Recentemente, em “Avenida Brasil” – brilhante novela de João Emanuel Carneiro – era possível acompanhar uma trama que unia dois homens e uma mulher, e outra que abordava o casamento entre um homem e três mulheres. Neste segundo caso, com direito a vestidos nas noivas e beijos enfileirados lado a lado. Esse fato não provocou o menor alvoroço na sociedade como causa a manifestação de afeto entre duas pessoas do mesmo sexo. Paradoxalmente, por algum critério de moralismo seletivo, o tal “beijo gay” ainda continua sendo um tabu.
Sou casado há 17 anos. Uma relação pública abençoada por toda nossa família. É importante ressaltar que casamento civil nada tem a ver com nenhuma cerimônia religiosa. A definição de casamento, segundo o Código Civil, art. 1511: “O casamento estabelece comunhão plena de vida, com base na igualdade de direitos e deveres dos cônjuges”.
Por que, afinal, as pessoas querem se casar? Porque em nosso país cidadãos que se unem para dividir uma vida em comum só têm a ampla proteção, em direitos e deveres, se realizado o casamento civil, estabelecido no Código Civil. O ministro Luiz Felipe Salomão, do STJ, em decisão sobre casamento civil, declarou em seu voto: “Com efeito, se é verdade que o casamento civil é a forma pela qual o Estado melhor protege a família, e sendo múltiplos os ‘arranjos’ familiares reconhecidos pela Carta Magna, não há de ser negada essa via a nenhuma família que por ela optar, independentemente da orientação sexual dos partícipes, uma vez que as famílias constituídas por pares homoafetivos possuem os mesmos núcleos, a dignidade das pessoas de seus membros e o afeto”.
No último dia 6, a coluna de um jornalista noticiou que uma conversão de união estável em casamento entre duas pessoas do mesmo sexo na cidade fluminense de Sapucaia deve sofrer represália de um grupo religioso que promete uma passeata contra a união e já roda um abaixo‐assinado para tentar anular a decisão. É muito perigoso esse nível de intolerância e interferência na vida dos outros que tem acontecido no Brasil. Pessoas têm se unido para fazer com que as regras da sua religião sejam impostas à sociedade, mesmo aos que não comungam de sua fé.
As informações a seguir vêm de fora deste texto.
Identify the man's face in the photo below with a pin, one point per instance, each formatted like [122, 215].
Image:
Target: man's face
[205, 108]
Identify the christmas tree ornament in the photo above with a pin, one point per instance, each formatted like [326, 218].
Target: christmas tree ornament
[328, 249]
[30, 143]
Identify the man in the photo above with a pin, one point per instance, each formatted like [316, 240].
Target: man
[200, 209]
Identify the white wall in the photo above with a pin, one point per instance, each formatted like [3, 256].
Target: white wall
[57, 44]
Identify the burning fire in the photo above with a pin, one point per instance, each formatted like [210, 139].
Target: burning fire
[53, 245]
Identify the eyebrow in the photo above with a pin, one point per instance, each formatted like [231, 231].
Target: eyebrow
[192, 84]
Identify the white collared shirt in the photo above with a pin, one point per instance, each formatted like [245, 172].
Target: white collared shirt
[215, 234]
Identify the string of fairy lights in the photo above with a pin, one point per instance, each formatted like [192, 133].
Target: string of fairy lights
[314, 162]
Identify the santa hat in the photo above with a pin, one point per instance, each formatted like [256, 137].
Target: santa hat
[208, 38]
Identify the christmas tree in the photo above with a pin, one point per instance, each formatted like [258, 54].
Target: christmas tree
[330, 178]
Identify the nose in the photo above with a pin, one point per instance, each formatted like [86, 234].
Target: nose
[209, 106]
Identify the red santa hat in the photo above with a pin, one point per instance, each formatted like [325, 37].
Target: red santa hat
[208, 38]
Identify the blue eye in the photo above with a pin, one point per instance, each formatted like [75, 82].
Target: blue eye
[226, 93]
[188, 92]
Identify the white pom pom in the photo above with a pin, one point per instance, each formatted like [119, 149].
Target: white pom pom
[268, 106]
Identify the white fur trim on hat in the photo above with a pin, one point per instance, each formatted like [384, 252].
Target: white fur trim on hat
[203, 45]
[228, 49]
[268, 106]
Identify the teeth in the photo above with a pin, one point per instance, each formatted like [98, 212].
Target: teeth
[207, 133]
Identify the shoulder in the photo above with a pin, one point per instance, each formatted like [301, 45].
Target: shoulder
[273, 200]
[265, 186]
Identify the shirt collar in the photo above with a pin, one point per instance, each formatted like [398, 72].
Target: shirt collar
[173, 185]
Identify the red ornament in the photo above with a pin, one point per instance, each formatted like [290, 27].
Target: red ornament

Reconheço que não vejo a comunidade judaica organizar‐se para impor suas regras e viabilizar um projeto de lei que proíba o consumo de carne de porco no país ou para que tenhamos de respeitar o shabat. Não vejo a comunidade muçulmana se organizar para criar uma lei onde todos têm de se ajoelhar para Meca ao meio‐dia. Por que então algumas pessoas “em nome” de determinadas religiões tentam impor seu Deus e suas regras a toda uma sociedade? Não preciso ser negro para lutar contra o racismo. Não preciso ser judeu para lutar contra o antissemitismo. E você não precisa ser homossexual para lutar contra a homofobia.